With the beginning of a new year, many people are interested in improving their fitness and health. However, exercising can be a daunting task if a person has been sedentary. Also, it is often the belief that to get benefit one must employ the slogan, "no pain, no gain." This frequently results in frustration and failure to exercise consistently. Fortunately, though, research has shown that mild to moderate exercise does provide significant health and fitness benefits, especially in those who are overweight and sedentary.

A study conducted at Duke University and published in the journal Chest compared the effects of three different exercise regimens on fitness improvements in overweight men and women who were at risk for heart disease.

Broken into four groups, the volunteers either did not exercise, walked briskly for 12 miles a week at a moderate intensity, walked briskly or jogged slowly 12 miles a week at a vigorous intensity, or jogged 20 miles a week at a vigorous intensity.

Two measurements of fitness - time-to-exhaustion and oxygen consumption - were measured before and after 7 to 9 months of training.

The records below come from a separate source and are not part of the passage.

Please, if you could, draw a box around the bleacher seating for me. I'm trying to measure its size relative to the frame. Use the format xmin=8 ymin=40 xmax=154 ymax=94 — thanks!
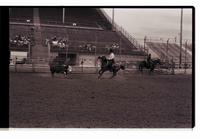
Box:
xmin=39 ymin=8 xmax=111 ymax=30
xmin=9 ymin=25 xmax=35 ymax=51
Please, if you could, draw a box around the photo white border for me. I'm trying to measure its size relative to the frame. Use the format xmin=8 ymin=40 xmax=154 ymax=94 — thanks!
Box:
xmin=0 ymin=0 xmax=200 ymax=139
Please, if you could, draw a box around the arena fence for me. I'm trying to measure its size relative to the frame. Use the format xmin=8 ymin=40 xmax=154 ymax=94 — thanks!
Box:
xmin=9 ymin=59 xmax=192 ymax=74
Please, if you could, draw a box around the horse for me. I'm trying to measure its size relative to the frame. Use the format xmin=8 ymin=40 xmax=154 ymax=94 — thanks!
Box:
xmin=98 ymin=56 xmax=125 ymax=79
xmin=139 ymin=59 xmax=161 ymax=74
xmin=49 ymin=57 xmax=70 ymax=77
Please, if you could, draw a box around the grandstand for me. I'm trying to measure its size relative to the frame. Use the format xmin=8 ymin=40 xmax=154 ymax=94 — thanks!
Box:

All exercise groups saw fitness improvements compared to baseline. Results indicated that two to three hours of mild exercise a week at a moderate intensity is sufficient to increase aerobic fitness and cut the risk of cardiovascular disease. Increasing either the intensity or the amount of exercise provided additional improvements in fitness.

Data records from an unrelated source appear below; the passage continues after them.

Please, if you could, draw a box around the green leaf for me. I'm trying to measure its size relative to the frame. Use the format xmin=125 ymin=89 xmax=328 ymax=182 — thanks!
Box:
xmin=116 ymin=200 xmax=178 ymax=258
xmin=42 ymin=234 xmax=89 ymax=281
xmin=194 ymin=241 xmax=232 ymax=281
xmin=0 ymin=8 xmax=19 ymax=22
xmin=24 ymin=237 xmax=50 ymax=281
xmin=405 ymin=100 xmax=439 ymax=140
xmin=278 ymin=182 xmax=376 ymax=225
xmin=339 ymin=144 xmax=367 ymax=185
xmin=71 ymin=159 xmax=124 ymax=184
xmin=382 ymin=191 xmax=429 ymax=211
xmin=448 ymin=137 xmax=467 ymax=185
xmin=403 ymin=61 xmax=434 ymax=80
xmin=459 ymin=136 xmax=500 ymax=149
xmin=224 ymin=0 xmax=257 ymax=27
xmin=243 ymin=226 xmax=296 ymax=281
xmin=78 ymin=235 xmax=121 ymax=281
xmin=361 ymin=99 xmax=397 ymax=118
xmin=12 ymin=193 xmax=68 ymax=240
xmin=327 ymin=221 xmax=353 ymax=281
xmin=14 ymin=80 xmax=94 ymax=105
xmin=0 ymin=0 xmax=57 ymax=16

Although more vigorous exercise should still be encouraged for maximum benefit, this study demonstrates that it is appropriate to recommend mild exercise to improve fitness levels and reduce cardiovascular disease risk, especially in those who are overweight and sedentary.

Source: Effects of Exercise Training Amount and Intensity on Peak Oxygen Consumption in Middle-Age Men and Women at Risk for Cardiovascular Disease, Brian D. Duscha, Cris A. Slentz, Johanna L. Johnson, Joseph A. Houmard, Daniel R. Bensimhon, Kenneth J. Knetzger and William E. Kraus, Chest. 2005;128:2788-2793.